El libro explora la belleza en una amplia gama de ámbitos: la naturaleza, la música, el arte y la arquitectura, pero también, y sobre todo, la belleza de Dios. Miravalle argumenta que la belleza de Dios no se limita a una revelación teológica abstracta, sino que se manifiesta en todas las creaciones que son un reflejo de su perfección. El autor desmitifica la idea de que la belleza es solo para los «cultos» o «románticos incurables”, argumentando que la belleza es accesible a cualquiera que se esfuerce por verla con ojos de entendimiento y corazón abierto.

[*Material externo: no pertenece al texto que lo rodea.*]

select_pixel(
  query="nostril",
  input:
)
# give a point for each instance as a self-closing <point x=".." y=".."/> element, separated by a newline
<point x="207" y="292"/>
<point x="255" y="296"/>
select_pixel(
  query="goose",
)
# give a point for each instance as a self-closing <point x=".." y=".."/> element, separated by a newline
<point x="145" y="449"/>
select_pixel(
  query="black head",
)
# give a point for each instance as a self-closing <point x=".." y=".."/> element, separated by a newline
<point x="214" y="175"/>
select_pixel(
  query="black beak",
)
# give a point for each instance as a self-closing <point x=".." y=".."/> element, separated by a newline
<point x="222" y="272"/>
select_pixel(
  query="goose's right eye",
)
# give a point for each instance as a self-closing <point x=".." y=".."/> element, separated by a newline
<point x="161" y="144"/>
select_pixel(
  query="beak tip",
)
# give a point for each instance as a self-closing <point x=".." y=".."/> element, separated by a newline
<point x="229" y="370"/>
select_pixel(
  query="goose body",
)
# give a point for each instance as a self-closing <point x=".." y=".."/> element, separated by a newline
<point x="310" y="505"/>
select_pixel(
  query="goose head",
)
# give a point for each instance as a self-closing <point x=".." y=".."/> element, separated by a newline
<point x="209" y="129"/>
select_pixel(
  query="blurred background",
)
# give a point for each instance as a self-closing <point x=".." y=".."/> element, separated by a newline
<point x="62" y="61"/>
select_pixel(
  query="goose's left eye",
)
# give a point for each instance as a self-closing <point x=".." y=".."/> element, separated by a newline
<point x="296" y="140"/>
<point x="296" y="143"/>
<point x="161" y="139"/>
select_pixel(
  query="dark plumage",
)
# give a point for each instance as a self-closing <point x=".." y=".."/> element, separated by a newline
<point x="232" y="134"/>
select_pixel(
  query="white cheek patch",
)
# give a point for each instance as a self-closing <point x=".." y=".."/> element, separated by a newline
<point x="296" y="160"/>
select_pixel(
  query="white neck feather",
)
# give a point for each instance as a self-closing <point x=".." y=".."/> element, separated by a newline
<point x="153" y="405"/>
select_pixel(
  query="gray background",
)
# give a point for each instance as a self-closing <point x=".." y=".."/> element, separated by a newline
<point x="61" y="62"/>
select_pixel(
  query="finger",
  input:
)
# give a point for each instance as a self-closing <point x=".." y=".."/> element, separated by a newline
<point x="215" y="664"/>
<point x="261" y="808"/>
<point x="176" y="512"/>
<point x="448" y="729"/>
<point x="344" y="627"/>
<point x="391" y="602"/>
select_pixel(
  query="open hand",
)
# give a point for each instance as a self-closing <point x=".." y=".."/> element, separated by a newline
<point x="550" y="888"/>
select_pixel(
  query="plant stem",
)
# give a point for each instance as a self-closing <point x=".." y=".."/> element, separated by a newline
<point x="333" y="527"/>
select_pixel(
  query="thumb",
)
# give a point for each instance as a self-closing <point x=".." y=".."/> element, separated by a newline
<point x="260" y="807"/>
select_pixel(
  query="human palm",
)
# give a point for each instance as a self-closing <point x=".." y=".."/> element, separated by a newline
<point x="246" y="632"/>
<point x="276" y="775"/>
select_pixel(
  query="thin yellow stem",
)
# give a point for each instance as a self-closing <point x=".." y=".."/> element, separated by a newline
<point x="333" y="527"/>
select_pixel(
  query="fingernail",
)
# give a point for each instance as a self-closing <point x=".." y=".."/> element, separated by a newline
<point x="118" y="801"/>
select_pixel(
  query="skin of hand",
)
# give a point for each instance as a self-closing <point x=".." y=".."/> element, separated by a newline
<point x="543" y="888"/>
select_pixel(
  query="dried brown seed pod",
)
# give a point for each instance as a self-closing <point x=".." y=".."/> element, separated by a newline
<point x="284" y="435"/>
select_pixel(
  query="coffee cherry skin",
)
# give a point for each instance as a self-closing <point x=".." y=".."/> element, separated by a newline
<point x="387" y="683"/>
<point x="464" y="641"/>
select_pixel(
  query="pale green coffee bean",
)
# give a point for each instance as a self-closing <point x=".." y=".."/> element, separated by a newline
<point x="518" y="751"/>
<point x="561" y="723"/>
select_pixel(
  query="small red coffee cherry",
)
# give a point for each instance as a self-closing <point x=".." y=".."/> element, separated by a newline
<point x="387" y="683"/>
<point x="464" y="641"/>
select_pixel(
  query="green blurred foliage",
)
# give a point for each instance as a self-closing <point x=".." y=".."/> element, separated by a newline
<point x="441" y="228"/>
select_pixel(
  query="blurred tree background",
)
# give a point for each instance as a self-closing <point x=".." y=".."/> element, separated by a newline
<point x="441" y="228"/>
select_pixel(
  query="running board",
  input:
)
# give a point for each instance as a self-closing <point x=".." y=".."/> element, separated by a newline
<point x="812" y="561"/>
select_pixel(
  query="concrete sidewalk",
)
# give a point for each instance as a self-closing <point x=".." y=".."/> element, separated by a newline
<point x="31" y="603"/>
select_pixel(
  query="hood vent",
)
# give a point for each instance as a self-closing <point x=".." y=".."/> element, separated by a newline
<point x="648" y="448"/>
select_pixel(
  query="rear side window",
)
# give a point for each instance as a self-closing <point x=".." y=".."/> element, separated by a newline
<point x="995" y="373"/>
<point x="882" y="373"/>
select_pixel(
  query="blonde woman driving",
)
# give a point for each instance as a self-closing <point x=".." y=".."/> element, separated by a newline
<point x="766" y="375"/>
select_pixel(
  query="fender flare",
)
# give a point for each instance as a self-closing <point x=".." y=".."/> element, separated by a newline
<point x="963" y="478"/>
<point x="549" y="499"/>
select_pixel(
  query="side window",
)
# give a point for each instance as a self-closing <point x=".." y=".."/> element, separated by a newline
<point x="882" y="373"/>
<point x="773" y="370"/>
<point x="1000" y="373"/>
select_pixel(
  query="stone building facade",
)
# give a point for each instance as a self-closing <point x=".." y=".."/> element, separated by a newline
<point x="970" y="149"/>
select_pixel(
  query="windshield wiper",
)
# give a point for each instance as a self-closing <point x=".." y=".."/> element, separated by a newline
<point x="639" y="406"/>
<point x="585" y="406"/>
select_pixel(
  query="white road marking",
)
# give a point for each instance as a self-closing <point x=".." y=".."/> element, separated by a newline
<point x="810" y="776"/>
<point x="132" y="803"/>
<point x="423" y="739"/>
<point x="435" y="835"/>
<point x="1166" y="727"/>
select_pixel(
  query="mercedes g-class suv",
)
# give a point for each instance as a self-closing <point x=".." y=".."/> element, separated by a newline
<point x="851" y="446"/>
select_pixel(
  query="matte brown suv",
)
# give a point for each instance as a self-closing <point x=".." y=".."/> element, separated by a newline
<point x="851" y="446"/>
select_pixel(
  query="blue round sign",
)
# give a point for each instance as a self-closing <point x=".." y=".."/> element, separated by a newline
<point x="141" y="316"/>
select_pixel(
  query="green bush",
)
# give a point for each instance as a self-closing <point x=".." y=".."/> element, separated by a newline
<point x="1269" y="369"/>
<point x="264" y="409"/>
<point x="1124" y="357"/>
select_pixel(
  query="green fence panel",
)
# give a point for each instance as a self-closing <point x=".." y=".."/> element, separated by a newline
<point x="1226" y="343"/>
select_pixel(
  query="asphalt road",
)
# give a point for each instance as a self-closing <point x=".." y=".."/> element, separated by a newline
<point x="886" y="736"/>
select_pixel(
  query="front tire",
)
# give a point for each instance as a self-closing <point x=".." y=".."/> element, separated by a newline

El libro se basa en una serie de reflexiones sobre las obras de arte y arquitectónicas más importantes de la historia, interpretándolas a la luz de la fe y de la búsqueda de la belleza.
El núcleo del argumento de Miravalle se centra en el concepto de que la belleza no es una mera ilusión óptica, sino una realidad intrínseca al ser de Dios. Explora la idea del «Design Divine» – el diseño divino – y cómo este se manifiesta a través de la creación. El autor utiliza ejemplos concretos, como la simetría de una flor, la armonía de una melodía, o la proporción de una escultura, para ilustrar cómo el orden y la armonía en el mundo son evidencia de un Creador inteligente y bello.
Más allá de la simple contemplación estética, Miravalle enfatiza el papel de la belleza en el desarrollo del alma. Afirma que la experiencia de la belleza nos eleva, nos inspira, nos llena de alegría y nos orienta hacia lo trascendente. Nos proporciona un refugio del sufrimiento y el caos del mundo, y nos permite experimentar un momento de paz y unidad. La belleza, por tanto, no es un mero placer superficial, sino un camino hacia la verdad y la virtud. El libro ofrece una serie de ejercicios prácticos para el lector, que le invitan a meditar sobre los aspectos de la belleza que le rodean, y a cultivar la capacidad de sentir la presencia de Dios en su corazón.
Opinión Crítica de Defensa De La Belleza. Qué Es Y Por Qué Importa
«Defensa De La Belleza» es un libro profundamente conmovedor y, en mi opinión, una lectura esencial para cualquiera que busque un sentido más profundo de la vida. La capacidad de Miravalle para sintetizar la sabiduría de los grandes pensadores clásicos y aplicarla a nuestra era moderna es notable. Sin embargo, el libro no está exento de algunos desafíos. La extensa base teológica puede ser intimidante para lectores que no estén familiarizados con los conceptos de la fe cristiana.
No obstante, la claridad con la que Miravalle explica sus argumentos, junto con su estilo de escritura, accesible y lleno de ejemplos, hace que la obra sea sorprendentemente comprensible para una amplia gama de lectores. La crítica del autor a la tendencia contemporánea de reducir la belleza a una cuestión de mera opinión es particularmente pertinente. Es fácil caer en la trampa de considerar la belleza como algo arbitrario y relativo, pero Miravalle nos recuerda que hay verdades objetivas sobre la belleza y que su búsqueda puede llevarnos a una comprensión más profunda de nosotros mismos y del universo. Recomendaría este libro a todos aquellos que, como yo, sienten una profunda fascinación por la belleza y que estén dispuestos a explorar su significado en relación con su fe y su humanidad.